The distributed deep forest framework is built upon the parameter server KunPeng. Based on the KunPeng architecture, the distributed version of deep forest contains three different nodes: (1) the worker nodes, which execute the heavy computing tasks; (2) the server nodes, which maintain the globally shared parameters; (3) the coordinator nodes, which coordinate the worker and server nodes, and perform job scheduling.

To efficiently deploy the deep forest algorithm, a key problem is how to do the job scheduling.

In each layer, the process of deep forest consists of the following sub-jobs: (1) data preparation process, which splits the data into different training and valid fold, since k-fold cross validation is needed to reduce the risk of over-fitting; (2) model training process, which trains different base learners based on the splitted training data; (3) prediction process, which makes prediction on the splitted valid data; (4) combination and concatenation process, which combines the result of different base learners and concatenates the prediction with the original features.

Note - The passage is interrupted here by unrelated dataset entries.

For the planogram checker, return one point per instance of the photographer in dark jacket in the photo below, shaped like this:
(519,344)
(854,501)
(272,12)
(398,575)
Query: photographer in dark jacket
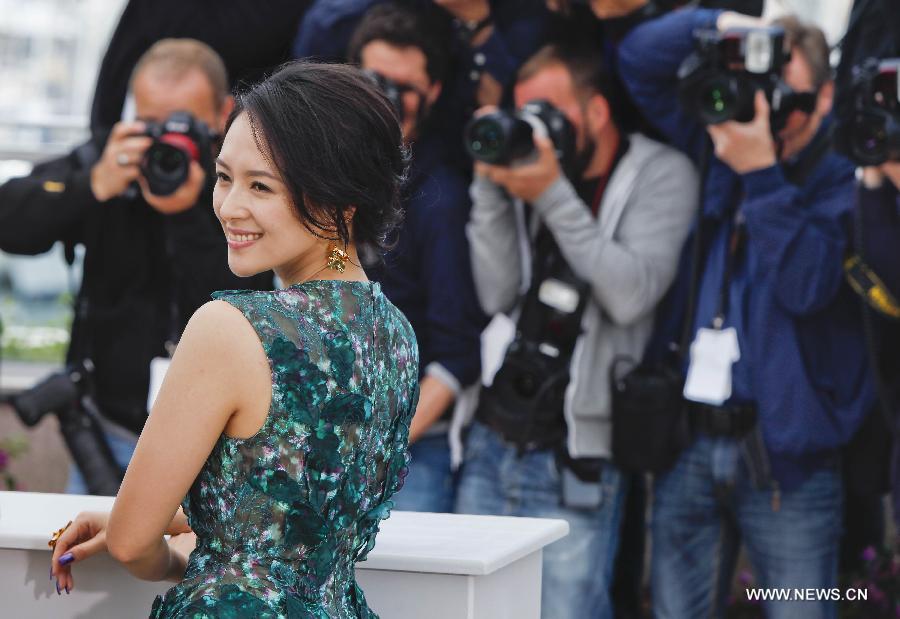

To preform the job scheduling, a normal strategy is shown in Figure 3, in which the coordinator sequentially calls the workers and servers to execute each of these processes. However, the job scheduling in this way may be very inefficient. Since the model training module needs to keep waiting until all of the data preparation work is finished, and the prediction module will not execute until all of the models are trained successfully.

To perform more efficient job scheduling, we employ directed acyclic graph (DAG) thulasiraman2011graphs to handle this problem. A directed acyclic graph, is a finite directed graph with no directed cycles. As shown in Figure 4, we regard each process as a node in the graph, and only the corresponding process are connected. The pre-conditions of one node are the input of that node. Only when all the pre-conditions of one node are satisfied, that node could be executed. Each node is executed separately, which means that the failure of one node will not influence other nodes. Each node is dependent on its inputs, which means that if and only if all the pre-conditions of the node are finished, that node is allowed to execute. In this way, the waiting time will be significantly shorten, since each node only need to wait the corresponding per-nodes finishing executing. For example, once the splitting of the -fold training data is finished, the corresponding model can be called to do training, rather than waiting until all of the data are prepared. What’s more, this design provide better solution for failover. For example, if some node is crashed with some reason, since the its pre-conditions are finished successfully, we only need to rerun from this node instead running the whole algorithm from the beginning.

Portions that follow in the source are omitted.